Highlighting the current co-existence of ‘positive addictions’ as exhibitions of healthy types of individual and group behaviors in contrast to ‘negative, pathological addictions’ Rosenthal and Faris bring forth the term ‘positive addiction’ used by psychiatrist William Glasser to describe a healthy positive behavior, like running or meditation, that strengthens the individual’s functioning. According to Glasser, engaging in either of those behaviours regularly, at a dosage of about an hour a day, will produce a non-critical, transcendental state of mind. Glasser identified that pleasurable mental state as the ‘positive addiction’ (Glasser, 1976).
Modern human societies characterized by the dizzying evolution of high technology and the diffusion to billions of users on a global scale of related devices as tools of work and leisure, are experiencing new and unforeseen types of ‘addictive’, pathologically dependent behaviors. As the relevant statistical data show, some very modern ‘addictions’ have been added to the classic substance abuse and dependencies such as, dependencies to virtual reality games, and the use and ‘abuse’ of the internet through endless ‘surfing’ by children, adolescents and adults.
For social and behavioral scientists, sociologists, social workers, psychologists, psychiatrists, ‘addictive’ is considered to be any behavior that the individuals are unable to control or mitigate and much more to stop, as social and psychological factors render them weak and at the same time ‘captives-victims’ of their frail, uncontrollable pathological behavior. Many critics hold the same view for excessive and uncontrollable dependence on the so-called ‘positive addictions’.
Each and every human being, a boy, a girl, a man, a woman, constitutes a unique existence endowed with the DNA helix inherited from their parents. As we grow up, through socialization and acculturation processes, each one of us develops a distinct personality and character internalizing a multitude of attitudes towards other persons, institutions and realities prevailing in the sub-culture and the main culture of our societies. Motivated by personal reasons such as curiosity or the pursuit of pleasure derived from adventure seeking, or drawn into and encouraged by peers, an individual may start using narcotic or stimulant substances or may engage in behaviours which can ultimately become ‘addictions’.

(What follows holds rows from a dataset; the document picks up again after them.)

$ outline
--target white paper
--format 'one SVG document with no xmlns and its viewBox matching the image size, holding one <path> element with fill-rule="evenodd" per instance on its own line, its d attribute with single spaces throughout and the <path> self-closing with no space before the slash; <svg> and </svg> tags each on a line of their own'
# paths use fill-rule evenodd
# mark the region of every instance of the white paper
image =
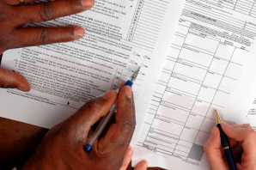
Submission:
<svg viewBox="0 0 256 170">
<path fill-rule="evenodd" d="M 256 99 L 253 100 L 244 124 L 250 124 L 256 131 Z"/>
<path fill-rule="evenodd" d="M 137 121 L 143 122 L 183 4 L 184 1 L 98 0 L 88 11 L 26 25 L 77 25 L 86 33 L 75 42 L 6 52 L 2 67 L 24 76 L 32 89 L 1 89 L 0 116 L 51 128 L 87 100 L 116 89 L 124 77 L 141 66 L 133 90 Z"/>
<path fill-rule="evenodd" d="M 204 144 L 214 110 L 245 121 L 256 89 L 256 20 L 253 2 L 241 2 L 186 1 L 132 166 L 146 159 L 149 167 L 209 169 Z"/>
</svg>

In many societies, not in the very distant past, such behaviours have been dismissed by a section of public opinion as problems characterizing certain types of individuals or members of certain sub-cultures. As such they are not deemed worthy of the attention and the intervention of Authorities, Charitable Institutions and Society in general despite the obvious and detrimental damaging psychological and physical effects to individuals and families. However, it should be noted that when the numbers of those using and abusing ‘addictive’ substances or engaging in ‘addictive’ behaviours swell in parallel swelling fashion with comorbidity characteristics such as the amounts of money involved and threat to physical and psychological health, societies are faced with what social scientists conventionally have defined as ‘social problems’ needing the intervention of State Authorities and Charitable Institutions.